EU-Außenpolitikchefin Catherine Ashton hat den abgeriegelten Gazastreifen besucht und Israel erneut nachdrücklich aufgefordert, die Grenzen zu öffnen. Nach der Lockerung der Blockade gelte es weiter auf Fortschritte zu dringen, sagte sie am Sonntag. "Was jetzt passieren muss, ist fortgesetzter internationaler Druck."
Ashton ist die bislang ranghöchste Politikerin, die nach Lockerung der Blockade den Gazastreifen besucht. Noch vor wenigen Wochen hatte Israel Bundesentwicklungsminister Dirk Niebel verwehrt, ein deutsches Hilfsprojekt in dem Palästinensergebiet zu besichtigen.
Nach dreijähriger Blockade lässt Israel jetzt wieder die meisten Konsumgüter zu den 1,5 Millionen Einwohnern des Gazastreifens durch. Die Einfuhr dringend benötigter Baustoffe ist jedoch weiterhin beschränkt, und praktisch alle Ausfuhren sind verboten. Ausreisen sind kaum möglich. Die Haltung der Europäischen Union sei eindeutig, erklärte Ashton. Die Menschen müssten sich frei bewegen können, und Waren müssten sowohl eingeführt wie auch aus Gaza exportiert werden können.
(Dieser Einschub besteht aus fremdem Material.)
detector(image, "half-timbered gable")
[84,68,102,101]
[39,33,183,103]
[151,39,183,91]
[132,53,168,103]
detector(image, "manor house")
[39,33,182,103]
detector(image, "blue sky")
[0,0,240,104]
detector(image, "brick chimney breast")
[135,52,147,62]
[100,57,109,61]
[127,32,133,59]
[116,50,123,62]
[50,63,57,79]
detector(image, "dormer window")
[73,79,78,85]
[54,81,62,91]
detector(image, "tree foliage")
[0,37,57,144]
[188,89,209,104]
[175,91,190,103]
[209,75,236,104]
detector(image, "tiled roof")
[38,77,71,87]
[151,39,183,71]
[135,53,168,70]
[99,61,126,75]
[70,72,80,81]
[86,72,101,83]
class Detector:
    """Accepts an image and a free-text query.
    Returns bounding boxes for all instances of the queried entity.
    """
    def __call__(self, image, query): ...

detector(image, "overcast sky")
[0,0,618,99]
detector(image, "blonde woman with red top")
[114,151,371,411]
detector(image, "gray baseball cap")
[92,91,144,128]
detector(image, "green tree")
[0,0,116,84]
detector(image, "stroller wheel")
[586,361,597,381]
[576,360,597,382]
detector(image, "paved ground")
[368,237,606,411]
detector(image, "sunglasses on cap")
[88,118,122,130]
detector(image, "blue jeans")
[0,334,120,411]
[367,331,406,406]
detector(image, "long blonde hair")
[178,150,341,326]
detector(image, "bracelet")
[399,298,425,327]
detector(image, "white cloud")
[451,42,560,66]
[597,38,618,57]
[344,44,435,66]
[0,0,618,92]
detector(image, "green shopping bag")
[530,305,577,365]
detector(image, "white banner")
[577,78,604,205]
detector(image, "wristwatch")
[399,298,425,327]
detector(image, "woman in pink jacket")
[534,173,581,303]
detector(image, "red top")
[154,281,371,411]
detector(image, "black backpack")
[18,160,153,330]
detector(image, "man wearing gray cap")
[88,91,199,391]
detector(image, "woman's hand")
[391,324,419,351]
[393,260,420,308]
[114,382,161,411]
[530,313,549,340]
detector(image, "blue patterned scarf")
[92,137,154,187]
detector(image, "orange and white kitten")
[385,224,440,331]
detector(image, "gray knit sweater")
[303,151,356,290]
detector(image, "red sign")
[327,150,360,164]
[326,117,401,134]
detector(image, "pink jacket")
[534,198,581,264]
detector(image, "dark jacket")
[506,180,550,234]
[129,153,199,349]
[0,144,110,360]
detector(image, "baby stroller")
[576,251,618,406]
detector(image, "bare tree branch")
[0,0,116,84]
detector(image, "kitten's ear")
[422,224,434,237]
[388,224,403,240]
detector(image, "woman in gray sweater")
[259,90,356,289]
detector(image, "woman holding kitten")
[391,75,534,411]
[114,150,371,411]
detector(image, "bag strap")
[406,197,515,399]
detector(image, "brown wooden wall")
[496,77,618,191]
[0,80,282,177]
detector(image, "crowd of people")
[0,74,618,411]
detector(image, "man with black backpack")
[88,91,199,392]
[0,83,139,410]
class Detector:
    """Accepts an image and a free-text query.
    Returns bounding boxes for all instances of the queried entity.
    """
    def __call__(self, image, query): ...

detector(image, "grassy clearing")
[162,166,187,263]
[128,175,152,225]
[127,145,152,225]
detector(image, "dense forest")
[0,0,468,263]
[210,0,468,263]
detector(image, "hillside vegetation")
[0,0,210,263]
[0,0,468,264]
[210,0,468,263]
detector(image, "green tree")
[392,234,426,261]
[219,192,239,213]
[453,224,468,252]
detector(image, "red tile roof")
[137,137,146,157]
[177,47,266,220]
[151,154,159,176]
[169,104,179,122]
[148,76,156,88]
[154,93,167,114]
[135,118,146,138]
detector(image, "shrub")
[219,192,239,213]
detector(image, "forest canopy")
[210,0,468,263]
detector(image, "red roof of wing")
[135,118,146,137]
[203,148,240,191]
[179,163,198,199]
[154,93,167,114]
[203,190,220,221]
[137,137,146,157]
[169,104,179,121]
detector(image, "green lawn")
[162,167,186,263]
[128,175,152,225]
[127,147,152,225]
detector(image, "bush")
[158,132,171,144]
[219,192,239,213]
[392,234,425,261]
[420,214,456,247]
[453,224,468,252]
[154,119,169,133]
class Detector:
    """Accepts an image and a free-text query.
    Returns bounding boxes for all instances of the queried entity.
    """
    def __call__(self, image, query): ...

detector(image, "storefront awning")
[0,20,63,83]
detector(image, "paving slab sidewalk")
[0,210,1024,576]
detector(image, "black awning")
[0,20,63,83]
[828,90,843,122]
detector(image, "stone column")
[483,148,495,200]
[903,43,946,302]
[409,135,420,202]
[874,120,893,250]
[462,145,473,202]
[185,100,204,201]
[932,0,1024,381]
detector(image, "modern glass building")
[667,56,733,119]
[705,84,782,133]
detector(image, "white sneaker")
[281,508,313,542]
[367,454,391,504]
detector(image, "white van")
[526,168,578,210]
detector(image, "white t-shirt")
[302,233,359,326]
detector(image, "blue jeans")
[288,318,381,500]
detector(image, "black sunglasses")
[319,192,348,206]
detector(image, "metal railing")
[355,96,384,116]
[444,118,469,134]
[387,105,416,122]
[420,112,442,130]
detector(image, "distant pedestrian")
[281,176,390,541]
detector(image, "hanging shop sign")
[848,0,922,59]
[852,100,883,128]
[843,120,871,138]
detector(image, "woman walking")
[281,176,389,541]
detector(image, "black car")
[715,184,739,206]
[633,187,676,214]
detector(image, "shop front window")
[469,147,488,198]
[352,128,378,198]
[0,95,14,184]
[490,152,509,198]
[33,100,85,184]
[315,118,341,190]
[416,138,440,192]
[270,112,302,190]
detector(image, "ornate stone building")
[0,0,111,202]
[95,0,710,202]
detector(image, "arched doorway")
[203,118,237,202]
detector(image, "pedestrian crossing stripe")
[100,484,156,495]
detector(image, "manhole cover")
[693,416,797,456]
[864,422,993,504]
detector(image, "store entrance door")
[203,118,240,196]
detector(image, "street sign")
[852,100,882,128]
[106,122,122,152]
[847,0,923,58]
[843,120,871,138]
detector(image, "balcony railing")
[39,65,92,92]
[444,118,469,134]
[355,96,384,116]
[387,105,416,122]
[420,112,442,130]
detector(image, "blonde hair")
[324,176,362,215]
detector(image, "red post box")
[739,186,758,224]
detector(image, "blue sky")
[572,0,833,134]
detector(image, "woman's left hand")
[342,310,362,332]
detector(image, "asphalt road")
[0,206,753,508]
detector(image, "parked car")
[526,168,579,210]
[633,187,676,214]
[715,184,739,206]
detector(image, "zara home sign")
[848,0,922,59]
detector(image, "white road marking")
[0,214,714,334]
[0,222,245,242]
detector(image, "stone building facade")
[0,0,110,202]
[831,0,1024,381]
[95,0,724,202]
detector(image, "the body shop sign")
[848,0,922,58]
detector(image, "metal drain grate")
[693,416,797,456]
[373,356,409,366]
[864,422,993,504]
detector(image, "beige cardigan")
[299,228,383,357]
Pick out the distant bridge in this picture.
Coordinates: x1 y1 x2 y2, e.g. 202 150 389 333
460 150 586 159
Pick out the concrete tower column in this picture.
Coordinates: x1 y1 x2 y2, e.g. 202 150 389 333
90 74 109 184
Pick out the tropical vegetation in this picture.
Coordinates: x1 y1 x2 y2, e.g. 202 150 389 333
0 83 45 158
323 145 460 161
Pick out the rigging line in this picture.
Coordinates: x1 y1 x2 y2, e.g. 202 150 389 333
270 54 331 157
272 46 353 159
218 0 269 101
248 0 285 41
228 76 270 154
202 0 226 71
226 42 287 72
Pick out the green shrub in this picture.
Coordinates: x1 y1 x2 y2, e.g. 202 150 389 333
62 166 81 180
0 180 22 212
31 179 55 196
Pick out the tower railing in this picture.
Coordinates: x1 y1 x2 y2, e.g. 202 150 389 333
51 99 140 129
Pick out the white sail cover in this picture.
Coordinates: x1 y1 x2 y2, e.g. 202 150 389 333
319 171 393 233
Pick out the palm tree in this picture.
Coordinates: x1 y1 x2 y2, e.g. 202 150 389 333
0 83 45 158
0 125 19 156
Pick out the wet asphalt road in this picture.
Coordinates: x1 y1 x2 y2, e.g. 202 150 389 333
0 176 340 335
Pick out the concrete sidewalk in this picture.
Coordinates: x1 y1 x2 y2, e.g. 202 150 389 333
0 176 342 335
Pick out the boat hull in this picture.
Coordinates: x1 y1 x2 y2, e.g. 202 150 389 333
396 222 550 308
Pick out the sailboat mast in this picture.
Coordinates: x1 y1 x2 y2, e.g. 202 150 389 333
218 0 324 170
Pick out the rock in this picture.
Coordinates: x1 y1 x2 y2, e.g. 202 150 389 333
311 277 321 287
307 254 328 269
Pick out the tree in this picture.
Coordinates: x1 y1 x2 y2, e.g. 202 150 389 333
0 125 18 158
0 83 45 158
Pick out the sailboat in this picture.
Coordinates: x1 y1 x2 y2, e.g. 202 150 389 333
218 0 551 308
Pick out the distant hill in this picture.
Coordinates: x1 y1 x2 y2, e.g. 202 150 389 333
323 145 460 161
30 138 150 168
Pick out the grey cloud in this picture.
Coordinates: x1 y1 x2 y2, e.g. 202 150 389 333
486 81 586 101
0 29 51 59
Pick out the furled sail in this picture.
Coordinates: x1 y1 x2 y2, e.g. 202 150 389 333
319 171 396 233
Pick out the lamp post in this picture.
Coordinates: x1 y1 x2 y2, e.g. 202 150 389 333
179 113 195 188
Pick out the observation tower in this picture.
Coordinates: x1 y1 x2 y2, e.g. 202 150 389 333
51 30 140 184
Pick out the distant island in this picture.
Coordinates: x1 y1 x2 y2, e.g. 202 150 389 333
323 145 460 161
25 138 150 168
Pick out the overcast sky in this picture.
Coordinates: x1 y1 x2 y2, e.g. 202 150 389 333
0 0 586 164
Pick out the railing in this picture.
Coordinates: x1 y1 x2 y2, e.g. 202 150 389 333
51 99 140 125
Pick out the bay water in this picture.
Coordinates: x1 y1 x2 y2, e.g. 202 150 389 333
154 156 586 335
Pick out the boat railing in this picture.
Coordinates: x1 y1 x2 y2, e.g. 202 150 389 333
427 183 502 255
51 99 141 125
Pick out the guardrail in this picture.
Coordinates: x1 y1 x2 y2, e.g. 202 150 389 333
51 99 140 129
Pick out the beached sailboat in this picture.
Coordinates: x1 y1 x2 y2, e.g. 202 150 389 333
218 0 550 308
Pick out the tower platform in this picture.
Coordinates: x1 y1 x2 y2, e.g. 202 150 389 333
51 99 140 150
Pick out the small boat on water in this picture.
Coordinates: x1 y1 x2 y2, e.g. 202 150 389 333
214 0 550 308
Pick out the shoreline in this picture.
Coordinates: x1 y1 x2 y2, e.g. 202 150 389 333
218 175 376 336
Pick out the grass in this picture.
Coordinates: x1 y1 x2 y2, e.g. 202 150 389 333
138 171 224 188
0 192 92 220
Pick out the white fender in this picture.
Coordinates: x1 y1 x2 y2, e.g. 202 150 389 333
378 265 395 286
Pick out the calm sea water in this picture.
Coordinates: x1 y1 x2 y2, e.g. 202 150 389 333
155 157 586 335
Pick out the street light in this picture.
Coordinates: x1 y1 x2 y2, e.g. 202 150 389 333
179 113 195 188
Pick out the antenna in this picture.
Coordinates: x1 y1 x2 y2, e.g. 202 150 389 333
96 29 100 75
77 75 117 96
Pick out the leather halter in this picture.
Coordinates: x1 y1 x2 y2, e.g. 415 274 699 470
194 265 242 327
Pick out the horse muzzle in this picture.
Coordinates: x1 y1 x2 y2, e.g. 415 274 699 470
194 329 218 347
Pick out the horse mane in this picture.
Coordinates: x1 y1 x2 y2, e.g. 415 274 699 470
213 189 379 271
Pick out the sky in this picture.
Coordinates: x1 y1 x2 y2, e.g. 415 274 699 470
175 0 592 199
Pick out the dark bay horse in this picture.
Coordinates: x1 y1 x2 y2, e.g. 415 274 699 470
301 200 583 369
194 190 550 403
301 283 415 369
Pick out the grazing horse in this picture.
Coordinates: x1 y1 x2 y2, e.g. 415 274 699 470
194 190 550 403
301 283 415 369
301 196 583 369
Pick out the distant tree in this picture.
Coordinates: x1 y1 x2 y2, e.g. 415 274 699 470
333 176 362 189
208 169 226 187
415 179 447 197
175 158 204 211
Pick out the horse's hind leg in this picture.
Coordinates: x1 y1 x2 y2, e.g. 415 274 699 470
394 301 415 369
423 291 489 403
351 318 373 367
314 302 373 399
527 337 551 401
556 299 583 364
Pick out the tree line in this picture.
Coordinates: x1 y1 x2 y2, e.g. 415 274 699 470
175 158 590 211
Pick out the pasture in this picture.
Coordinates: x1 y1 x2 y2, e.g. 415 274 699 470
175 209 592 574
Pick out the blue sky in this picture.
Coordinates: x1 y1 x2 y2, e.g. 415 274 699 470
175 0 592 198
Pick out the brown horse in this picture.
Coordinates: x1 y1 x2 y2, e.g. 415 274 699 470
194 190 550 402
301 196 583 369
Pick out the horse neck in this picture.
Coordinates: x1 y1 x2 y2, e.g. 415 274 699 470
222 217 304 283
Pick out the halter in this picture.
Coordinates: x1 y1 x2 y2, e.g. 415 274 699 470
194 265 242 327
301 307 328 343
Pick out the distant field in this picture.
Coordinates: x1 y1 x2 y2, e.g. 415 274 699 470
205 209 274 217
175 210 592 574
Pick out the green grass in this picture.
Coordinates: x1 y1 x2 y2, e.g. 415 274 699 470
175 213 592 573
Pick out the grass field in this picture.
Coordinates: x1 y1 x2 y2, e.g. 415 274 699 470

Bei Firmenbesuchen machte sich die EU-Außenchefin ein Bild der Lage. Unternehmer betonten dabei, dass sich die Wirtschaft nur erholen könne, wenn alle Rohmaterialien importiert und Fertigerzeugnisse exportiert werden dürften. Von den 3.900 Fabriken und Werkstätten in Gaza sind derzeit nur rund 30 Prozent in Betrieb. Oft arbeiteten sie nur mit verminderter Kapazität und mit Hilfe von Lieferungen durch die Schmugglertunnel, erklärte Amr Hamad vom Palästinensischen Unternehmerverband. Er erwartet, dass als Ergebnis der Lockerung der Blockade nur einige Hundert den Betrieb wieder aufnehmen.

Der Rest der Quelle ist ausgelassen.